Due to various reasons, mongodb secondary goes out of sync and might be dead/stuck in recovered state or replication lag grows beyond acceptable limit.

Instructions

  1. Make sure primary is up and running. Login to primary mongo, let’s say calendar-mongo-rs-1-1.
  2. Check acceptable mongodb replication lag. You can find this by entering mongo shell and the commands: rs.printReplicationInfo() and check for the configured oplog size: and take a note of the oplog size in hours, mentioned in log length start to end:
  3. Login to secondary mongo. stop mongod process, unmount the existing volume. sudo service mongod stop && sudo umount /dev/xvd*. Detach this volume and delete it to avoid confusion.

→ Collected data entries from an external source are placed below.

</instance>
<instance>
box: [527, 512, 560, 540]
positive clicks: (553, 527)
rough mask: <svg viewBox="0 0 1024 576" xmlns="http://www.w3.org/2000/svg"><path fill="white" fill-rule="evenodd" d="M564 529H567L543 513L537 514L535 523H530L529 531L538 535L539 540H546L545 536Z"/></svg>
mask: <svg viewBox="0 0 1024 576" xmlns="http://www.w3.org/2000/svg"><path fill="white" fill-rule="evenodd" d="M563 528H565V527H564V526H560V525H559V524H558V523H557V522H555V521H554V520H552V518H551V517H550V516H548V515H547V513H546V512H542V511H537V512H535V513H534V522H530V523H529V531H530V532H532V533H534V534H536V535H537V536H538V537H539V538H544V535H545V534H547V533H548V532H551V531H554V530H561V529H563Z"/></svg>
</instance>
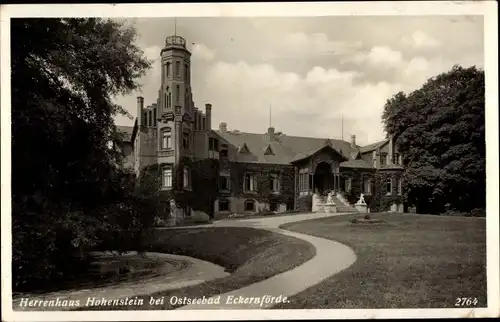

  4. Check if there’s an available snapshot of the volume attached to calendar-mongo-rs-1-1. If available, look at how many hours old is the snapshot. For best results most of the time, make sure
       Current time - Snapshot start time = (oplog size in hours)/2
    If there’s no snapshot available, create one now.
    If the oplog size doesn’t seem to fit in the above formula, consider increasing oplog size. We don’t use a standard size there, but most of them are between 100-200gb. To increase oplog size when the secondary is down, we’ve to take downtime.
  5. Once the snapshot is ready, create a volume in same Availability zone as the secondary (calendar-mongo-rs-1-2). Attach the volume to secondary instance.
  6. Mount the volume sudo mount /dev/xvd* /vol and run the commands sudo chown -R mongod:mongod /vol/ && sudo rm /vol/mongod/mongod.lock
  7. Do sudo service mongod restart and exit the shell by ctrl+c. Wait for few hours and check back. Mongo shell won’t be operable immediately, as the linux first has to read all the blocks of the volume we just created. This can be done by dd fio and starting mongo process when you know disk is ready. But it’s of no use, as mongod has to populate ram indices as well, when it’s reading blocks.
  8. After a few hours, the secondary should be added with a replication lag < oplog size in hours. If the replication lag is higher than oplog size, the operation is failed and the secondary will go to recovery stage. Else, secondary will recover.
  9. If the operation is seeming to fail despite oplog size being high enough, it usually means the mongo is getting writes at a higher rate than that of sync speed between primary and secondary. It’s recommended to stop writes, if possible. Otherwise, increase oplog to too high, let mongo sync and reduce it again.
    Increasing oplog size may result in more usage of disk and ram. Use it when other options exhaust.